The Rubens House is a very special location. It is a museum in the mansion that Rubens himself built in the centre of Antwerp. Here you can see his own studio, the studio employed by his pupils and also the room where he showed off his works to potential clients.

Nele Vervoort explains that it was exactly this location that encouraged museums abroad to allow their works to travel to Antwerp: "The exhibition includes a self-portrait belonging to the royal collection of Britain's Queen Elizabeth. The Rubens self-portrait owned by the Rubens House was restored at the National Gallery in London, England, especially for the present exhibition. A self-portrait by Rubens from the Vienna Museum of Art History completes the set of three. This is the portrait that shows an older Rubens. He painted it two years before his death in 1640."
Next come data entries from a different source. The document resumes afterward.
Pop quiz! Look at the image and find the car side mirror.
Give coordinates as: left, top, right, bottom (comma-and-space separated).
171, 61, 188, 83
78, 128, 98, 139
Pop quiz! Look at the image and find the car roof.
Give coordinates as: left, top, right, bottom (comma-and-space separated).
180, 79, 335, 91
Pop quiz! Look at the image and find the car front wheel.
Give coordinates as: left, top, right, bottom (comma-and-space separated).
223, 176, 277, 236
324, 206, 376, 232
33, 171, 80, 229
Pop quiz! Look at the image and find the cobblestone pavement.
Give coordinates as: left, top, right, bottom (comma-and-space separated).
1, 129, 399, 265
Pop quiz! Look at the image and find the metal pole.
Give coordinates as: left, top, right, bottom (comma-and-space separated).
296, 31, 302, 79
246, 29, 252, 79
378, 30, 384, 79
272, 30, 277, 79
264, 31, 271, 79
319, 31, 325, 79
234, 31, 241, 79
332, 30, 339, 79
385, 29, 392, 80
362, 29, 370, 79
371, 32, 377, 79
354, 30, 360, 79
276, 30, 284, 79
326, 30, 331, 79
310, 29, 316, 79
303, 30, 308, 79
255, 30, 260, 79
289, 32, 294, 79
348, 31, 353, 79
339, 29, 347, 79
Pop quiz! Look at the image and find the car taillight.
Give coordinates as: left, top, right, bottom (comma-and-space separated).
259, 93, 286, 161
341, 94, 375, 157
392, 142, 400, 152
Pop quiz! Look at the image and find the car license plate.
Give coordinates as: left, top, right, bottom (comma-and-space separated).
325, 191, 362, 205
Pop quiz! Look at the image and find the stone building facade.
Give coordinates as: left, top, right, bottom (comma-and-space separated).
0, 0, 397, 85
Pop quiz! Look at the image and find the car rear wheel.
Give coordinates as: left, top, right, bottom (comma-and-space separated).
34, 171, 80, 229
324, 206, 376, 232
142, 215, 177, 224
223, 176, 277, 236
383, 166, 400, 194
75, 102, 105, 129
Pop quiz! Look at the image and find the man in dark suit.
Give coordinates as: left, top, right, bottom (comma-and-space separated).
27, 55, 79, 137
The Rubens House's Nele Vervoort: "In these pictures we see that Rubens does not depict himself as a painter. This isn't a man with a paint brush in his hand. He shows himself to be the gentleman that he was: the prosperous master of an important painter's studio with countless artists working for him. Rubens was of course more than a painter. He served as the envoy of the Archdukes Albert and Isabella, who ruled the Spanish Netherlands. As a painter he had access to the royal courts of Europe and his presence did not immediately raise suspicion."

Royal Collection Trust / © Her Majesty Queen Elizabeth II 2013

‘Rubens in Private’ runs at the Rubens House in Antwerp until 28 June 2015.